Enfin, en terminant l'examen de cette déposition, il s'écria: «Madame, vous savez quelle confiance vous pouvez inspirer à la justice. Songez que le repentir pourrait exister encore après l'acquittement de l'accusé, et les résultats du jugement ne suffiraient pas peut-être pour assurer le repos de votre conscience. S'il vous faut un exemple, songez à votre illustre père (M. Clavier), juge du général Moreau. Le pouvoir d'alors demandait sa tête; on promettait la grâce au nom du consul: «Eh! qui nous donnera la nôtre, si nous condamnons l'innocent?» répondit-il avec l'accent d'une vertueuse indignation. Il en est temps encore, madame; rentrez dans cette enceinte: les débats peut-être vous ont éclairée, venez démentir cette funeste conviction.

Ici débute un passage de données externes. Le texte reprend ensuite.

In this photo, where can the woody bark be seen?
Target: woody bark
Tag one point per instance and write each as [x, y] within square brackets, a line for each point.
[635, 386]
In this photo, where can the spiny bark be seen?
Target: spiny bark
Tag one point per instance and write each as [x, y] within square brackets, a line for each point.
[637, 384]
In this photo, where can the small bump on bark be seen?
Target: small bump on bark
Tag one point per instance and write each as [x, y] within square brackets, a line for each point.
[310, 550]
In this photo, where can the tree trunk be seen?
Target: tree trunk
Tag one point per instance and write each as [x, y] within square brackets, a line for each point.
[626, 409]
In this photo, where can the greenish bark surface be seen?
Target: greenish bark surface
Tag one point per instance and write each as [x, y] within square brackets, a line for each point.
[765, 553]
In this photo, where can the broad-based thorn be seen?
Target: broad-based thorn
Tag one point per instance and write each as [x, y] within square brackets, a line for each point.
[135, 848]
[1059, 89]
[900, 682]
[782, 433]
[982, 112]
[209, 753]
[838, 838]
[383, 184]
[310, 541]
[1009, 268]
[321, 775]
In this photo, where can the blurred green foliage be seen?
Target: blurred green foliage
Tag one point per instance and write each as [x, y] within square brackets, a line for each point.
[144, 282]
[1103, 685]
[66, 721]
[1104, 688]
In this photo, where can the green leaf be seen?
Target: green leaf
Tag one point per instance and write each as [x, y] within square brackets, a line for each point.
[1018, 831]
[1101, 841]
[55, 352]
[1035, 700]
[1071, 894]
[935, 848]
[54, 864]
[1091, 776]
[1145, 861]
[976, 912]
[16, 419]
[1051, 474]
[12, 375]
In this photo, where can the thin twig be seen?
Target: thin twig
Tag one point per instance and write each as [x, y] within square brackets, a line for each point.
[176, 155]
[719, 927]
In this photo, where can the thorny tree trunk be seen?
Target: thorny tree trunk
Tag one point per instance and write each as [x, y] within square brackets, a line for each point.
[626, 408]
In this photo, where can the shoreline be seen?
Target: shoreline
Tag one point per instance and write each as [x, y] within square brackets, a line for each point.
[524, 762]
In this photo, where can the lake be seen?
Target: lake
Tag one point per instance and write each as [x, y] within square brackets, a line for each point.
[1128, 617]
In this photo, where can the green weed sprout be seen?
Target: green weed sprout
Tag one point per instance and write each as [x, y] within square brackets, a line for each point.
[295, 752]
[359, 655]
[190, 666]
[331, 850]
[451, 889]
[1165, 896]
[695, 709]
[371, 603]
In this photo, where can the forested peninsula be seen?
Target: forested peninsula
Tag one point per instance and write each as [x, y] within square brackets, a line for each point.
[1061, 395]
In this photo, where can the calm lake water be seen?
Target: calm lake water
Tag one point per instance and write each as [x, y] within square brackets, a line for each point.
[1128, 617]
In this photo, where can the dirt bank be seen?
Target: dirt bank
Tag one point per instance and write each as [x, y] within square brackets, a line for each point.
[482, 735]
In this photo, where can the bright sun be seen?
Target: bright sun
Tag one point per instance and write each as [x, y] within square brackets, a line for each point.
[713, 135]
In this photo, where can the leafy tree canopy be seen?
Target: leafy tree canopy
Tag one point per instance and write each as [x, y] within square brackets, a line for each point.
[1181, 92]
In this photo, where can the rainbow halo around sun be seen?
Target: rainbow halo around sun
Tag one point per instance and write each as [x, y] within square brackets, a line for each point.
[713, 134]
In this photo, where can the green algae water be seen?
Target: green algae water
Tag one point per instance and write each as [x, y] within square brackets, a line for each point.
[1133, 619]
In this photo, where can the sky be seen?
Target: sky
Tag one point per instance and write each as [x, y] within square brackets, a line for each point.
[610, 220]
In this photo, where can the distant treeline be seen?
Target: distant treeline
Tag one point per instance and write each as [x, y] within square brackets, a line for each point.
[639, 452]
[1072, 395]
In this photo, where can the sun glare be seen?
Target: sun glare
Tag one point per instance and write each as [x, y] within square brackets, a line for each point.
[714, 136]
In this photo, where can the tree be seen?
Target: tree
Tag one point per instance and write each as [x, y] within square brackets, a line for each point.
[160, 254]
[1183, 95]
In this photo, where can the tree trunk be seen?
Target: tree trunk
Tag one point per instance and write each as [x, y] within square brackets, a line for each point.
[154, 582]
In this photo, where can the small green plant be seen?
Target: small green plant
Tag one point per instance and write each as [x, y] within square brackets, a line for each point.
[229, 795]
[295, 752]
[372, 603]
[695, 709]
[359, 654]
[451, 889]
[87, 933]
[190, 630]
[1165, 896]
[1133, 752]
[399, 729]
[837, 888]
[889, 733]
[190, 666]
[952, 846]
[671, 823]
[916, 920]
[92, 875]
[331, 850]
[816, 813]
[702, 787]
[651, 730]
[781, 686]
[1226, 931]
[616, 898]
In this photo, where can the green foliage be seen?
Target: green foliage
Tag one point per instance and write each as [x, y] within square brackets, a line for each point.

«M. Courier a laissé un nom cher aux lettres, et dont la célébrité ne sera plus contestée, lorsque le temps aura fait taire la malveillance de l'esprit de parti et les passions de la politique. M. Courier est un de ces Français qui, pendant vingt ans, ont promené des rivages du Tibre aux bords du Rhin, la gloire et les drapeaux de la France. Il cultivait les lettres dans les loisirs que procurait une prompte victoire; et dans l'intervalle de deux combats, il ravissait aux bibliothèques du Vatican les fragmens inconnus d'un poème de l'antiquité, pour en enrichir plus tard les trésors de la littérature nationale.
«La restauration le rendit à cette vie simple et modeste qui avait pour lui tant de charmes. C'est là que, par suite d'une erreur peut-être, mais que bien des gens partagent, croyant le ministère engagé dans de fausses routes, il le poursuivait, sans fiel et sans amertume, dans ces compositions si originales, où l'on retrouve tour-à-tour la spirituelle ironie de Voltaire, la verve de Pascal, et la simplicité d'Amyot réunie à la naïveté de Lafontaine.
«Cet homme, si recommandable par sa vie privée, a succombé sous le fer d'un assassin. Puisse le ministère public saisir un jour le vrai coupable! Puisse le ciel me préserver du malheur de lui prêter le secours de ma toge! Mais puisse la justice humaine ne pas indigner les mânes de la victime, en faisant couler sur sa tombe le sang innocent!»